Commissionnaire de transport

Verdict CRISTAL-10 v14.0 : Defend

Commissionnaire de transport - métier face à l’IA en 2026
31/100 · IA

Chiffres clés 2026

38 000 €Salaire médian / an
450Offres live FT
5 525Intentions BMO 2026

Tension marché : 1.84% postes vacants (62 977 postes secteur DARES).

Source : France Travail / DARES BMO 2026 / INSEE TIC 2025. Données pack mises à jour 15 mars 2026.

Le métier de commissionnaire de transport (code ROME D1234) organise et optimise le transport de marchandises pour des chargeurs via différents modes (routier, maritime, aérien).

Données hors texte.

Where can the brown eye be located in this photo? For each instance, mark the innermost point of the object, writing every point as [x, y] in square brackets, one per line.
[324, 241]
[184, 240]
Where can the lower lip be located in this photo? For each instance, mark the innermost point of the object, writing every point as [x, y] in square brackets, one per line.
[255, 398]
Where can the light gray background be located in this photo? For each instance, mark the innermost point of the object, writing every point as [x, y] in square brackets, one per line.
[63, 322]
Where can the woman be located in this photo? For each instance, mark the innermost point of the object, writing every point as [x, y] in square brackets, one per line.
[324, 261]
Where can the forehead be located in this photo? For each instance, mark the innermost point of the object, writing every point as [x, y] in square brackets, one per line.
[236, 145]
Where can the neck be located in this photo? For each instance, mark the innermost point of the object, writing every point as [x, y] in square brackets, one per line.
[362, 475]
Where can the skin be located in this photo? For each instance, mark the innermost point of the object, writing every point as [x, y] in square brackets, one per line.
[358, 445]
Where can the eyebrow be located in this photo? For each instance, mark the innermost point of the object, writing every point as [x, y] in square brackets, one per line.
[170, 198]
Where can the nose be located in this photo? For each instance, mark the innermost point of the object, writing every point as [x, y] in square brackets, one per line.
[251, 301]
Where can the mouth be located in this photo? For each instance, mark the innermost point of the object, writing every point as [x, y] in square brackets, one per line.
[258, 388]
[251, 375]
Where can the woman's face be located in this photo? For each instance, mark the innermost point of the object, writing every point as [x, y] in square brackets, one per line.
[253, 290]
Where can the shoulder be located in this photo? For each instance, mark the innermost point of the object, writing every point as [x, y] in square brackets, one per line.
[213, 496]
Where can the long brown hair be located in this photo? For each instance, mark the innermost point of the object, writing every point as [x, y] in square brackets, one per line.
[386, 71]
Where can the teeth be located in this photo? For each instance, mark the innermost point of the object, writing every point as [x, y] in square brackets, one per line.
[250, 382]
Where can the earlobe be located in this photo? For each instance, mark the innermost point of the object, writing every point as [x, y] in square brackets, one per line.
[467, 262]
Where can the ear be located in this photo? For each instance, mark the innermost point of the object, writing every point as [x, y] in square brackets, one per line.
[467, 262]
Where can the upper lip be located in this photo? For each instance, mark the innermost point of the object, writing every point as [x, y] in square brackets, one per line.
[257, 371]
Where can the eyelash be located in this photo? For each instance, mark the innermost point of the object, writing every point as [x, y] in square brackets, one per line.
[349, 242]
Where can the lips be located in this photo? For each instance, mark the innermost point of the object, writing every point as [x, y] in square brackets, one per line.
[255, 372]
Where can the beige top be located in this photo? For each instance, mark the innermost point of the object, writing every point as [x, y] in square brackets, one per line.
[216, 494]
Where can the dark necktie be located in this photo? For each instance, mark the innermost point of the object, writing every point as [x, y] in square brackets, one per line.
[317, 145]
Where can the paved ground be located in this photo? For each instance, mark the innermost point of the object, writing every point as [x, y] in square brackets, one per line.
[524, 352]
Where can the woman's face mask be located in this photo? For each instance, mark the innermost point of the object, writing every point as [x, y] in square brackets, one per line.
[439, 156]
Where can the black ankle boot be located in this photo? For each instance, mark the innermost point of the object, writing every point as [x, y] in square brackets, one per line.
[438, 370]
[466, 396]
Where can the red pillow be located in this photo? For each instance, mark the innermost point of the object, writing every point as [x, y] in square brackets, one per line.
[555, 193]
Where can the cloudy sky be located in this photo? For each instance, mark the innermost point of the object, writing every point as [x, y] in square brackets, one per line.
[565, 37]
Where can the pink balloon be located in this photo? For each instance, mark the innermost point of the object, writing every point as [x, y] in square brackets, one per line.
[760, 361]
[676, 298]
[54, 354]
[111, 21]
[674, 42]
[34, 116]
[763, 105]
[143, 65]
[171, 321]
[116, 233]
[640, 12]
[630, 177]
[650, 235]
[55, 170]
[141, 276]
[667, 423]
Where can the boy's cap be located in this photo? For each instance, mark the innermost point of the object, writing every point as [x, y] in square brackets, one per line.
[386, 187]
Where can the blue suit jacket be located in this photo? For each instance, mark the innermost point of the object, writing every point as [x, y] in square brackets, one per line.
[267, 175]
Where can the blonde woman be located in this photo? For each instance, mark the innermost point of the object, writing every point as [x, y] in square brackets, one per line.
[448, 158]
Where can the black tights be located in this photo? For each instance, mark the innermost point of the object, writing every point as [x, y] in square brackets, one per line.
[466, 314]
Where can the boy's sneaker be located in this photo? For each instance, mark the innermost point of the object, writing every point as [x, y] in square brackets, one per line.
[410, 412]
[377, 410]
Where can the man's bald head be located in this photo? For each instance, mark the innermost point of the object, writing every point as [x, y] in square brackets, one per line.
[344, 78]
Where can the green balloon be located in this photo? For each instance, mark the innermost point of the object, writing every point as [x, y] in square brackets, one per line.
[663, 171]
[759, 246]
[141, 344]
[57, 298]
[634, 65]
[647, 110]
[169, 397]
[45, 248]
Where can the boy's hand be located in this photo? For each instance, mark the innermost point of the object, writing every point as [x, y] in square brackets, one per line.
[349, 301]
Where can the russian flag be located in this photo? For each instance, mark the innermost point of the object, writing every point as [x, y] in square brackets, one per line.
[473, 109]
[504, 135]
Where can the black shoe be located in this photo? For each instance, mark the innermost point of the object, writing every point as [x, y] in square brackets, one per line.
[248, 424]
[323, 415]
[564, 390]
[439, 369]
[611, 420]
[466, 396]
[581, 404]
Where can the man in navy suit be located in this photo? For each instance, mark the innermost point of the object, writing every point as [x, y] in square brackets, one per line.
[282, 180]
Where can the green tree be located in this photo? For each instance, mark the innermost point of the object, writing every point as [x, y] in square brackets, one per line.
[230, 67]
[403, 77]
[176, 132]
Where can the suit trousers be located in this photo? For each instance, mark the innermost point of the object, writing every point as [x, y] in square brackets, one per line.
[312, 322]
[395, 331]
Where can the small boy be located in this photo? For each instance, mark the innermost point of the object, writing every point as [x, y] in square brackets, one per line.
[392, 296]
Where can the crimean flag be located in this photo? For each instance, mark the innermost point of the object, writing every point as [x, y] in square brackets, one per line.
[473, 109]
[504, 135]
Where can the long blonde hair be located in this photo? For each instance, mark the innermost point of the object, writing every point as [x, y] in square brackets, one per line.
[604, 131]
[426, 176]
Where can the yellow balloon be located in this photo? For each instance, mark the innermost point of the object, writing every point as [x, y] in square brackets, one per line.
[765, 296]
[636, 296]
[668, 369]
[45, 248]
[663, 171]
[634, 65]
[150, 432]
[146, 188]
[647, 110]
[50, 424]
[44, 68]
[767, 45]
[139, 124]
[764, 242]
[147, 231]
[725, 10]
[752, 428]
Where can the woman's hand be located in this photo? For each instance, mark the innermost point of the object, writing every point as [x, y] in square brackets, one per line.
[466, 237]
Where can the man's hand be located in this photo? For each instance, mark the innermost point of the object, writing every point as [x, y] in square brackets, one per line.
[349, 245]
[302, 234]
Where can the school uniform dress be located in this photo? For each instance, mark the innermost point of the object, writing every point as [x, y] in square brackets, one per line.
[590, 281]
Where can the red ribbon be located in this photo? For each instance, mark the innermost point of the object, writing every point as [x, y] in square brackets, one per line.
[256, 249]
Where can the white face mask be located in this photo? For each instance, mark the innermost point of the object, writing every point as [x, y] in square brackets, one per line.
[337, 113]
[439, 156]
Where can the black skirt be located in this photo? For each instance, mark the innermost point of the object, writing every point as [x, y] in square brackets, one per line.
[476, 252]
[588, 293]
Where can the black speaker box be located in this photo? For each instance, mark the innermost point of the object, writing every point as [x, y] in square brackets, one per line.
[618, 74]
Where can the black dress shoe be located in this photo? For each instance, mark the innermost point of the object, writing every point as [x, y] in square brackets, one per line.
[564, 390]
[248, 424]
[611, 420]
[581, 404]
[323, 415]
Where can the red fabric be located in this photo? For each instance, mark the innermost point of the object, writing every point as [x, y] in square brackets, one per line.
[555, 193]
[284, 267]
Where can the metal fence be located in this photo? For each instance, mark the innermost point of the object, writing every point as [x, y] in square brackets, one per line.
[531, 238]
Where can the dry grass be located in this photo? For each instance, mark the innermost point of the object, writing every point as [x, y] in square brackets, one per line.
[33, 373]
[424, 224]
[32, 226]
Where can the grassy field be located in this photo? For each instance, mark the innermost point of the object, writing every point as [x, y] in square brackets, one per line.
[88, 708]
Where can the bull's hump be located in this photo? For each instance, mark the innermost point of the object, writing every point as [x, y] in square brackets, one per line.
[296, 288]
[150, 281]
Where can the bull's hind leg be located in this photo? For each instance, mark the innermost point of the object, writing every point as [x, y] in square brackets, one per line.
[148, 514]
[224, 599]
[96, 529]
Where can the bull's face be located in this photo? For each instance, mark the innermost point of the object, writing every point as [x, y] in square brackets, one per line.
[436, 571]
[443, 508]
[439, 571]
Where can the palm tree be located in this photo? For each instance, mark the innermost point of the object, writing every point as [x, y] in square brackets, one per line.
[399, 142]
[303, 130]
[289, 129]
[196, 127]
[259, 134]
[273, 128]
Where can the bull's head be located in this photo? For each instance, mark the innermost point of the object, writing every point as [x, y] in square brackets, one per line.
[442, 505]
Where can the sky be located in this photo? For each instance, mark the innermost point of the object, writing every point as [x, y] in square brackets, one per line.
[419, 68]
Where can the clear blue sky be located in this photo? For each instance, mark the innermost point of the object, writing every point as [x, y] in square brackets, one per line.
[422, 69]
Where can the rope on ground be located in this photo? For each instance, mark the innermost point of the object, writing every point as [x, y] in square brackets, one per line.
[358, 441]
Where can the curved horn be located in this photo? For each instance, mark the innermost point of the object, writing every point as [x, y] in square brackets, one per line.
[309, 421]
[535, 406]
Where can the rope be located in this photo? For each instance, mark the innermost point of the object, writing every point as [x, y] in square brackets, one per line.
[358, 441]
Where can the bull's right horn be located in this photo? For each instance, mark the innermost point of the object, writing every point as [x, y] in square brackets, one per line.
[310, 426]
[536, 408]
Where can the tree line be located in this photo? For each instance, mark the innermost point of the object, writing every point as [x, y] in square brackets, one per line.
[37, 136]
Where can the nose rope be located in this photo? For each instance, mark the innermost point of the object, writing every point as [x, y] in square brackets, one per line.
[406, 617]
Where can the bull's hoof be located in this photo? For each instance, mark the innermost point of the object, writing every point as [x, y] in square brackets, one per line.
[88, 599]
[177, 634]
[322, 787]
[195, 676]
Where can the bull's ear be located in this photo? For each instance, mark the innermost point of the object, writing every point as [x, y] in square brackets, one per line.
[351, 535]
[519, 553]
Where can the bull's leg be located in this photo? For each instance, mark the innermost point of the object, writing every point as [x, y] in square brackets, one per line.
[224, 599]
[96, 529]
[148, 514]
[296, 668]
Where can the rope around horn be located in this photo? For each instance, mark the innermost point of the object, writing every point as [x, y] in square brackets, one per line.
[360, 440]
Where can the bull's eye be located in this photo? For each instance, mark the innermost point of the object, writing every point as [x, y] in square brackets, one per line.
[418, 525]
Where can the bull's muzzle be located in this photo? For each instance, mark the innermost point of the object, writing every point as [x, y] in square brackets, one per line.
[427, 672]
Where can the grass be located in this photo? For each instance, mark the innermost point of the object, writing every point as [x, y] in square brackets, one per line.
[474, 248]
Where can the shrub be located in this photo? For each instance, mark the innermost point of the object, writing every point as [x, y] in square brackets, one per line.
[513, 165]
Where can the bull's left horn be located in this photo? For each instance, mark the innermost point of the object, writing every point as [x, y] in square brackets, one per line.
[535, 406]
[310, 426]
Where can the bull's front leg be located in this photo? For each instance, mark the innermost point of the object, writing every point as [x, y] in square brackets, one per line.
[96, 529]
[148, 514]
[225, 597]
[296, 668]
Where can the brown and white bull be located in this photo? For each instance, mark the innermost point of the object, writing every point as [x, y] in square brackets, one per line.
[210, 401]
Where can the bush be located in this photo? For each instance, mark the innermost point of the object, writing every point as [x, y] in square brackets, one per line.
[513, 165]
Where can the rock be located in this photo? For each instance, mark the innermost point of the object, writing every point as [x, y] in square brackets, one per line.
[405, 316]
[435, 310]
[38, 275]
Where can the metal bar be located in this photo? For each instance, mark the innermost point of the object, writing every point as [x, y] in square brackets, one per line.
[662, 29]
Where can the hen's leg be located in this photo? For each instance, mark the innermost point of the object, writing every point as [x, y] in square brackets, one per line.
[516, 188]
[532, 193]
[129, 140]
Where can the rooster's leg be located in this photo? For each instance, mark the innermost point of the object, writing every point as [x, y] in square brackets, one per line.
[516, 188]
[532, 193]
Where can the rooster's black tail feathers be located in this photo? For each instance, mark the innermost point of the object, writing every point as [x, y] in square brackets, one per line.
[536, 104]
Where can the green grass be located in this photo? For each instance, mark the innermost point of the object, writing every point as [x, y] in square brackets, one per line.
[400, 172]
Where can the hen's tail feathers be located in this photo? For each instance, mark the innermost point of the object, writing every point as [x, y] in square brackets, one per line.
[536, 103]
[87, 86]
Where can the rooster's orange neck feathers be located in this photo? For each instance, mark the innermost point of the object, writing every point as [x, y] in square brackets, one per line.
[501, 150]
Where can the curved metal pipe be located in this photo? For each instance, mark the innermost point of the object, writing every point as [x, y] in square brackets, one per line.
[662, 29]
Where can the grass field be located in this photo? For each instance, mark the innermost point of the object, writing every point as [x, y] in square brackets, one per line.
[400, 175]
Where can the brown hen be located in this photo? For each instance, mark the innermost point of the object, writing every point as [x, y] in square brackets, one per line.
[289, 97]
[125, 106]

En France, le secteur rassemble plusieurs milliers de professionnels en 2024, avec une tension de marché qualifiée de moyenne par les enquêtes publiques. La rémunération varie sensiblement selon l’expérience, le mode de transport et la zone géographique.

La progression de carrière s’inscrit dans la durée, portée par la digitalisation du secteur et la complexification des chaînes logistiques. France Travail recense plusieurs centaines d’offres actives en 2026, tandis que l’enquête BMO 2026 projette plusieurs milliers d’intentions d’embauche.

Le métier reste exposé à l’automatisation de certaines tâches administratives, mais conserve des compétences relationnelles et réglementaires clés.

Impact IA sur le métier

Automatisable par l’IA

  • Générer automatiquement les documents douaniers et lettres de voiture standard
  • Suivre et notifier les statuts d’expéditions via systèmes track & trace
  • Comparer les tarifs transporteurs pour proposer l’option la plus économique
  • Automatiser les devis standards selon grille tarifaire et contraintes logistiques
  • Produire des tableaux de bord d’activité et rapports d’expédition mensuels

Reste humain

  • Négocier les contrats et tarifs avec les transporteurs pour des flux spécifiques
  • Gérer les litiges (avaries, retards, réclamations) en relation directe avec clients et transporteurs
  • Concevoir des solutions logistiques sur-mesure pour des demandes complexes ou atypiques
  • Entretenir le relationnel clients et développer le portefeuille d’affaires
  • Résoudre les Imprévus opérationnel (engorgement ports, grèves transporteurs)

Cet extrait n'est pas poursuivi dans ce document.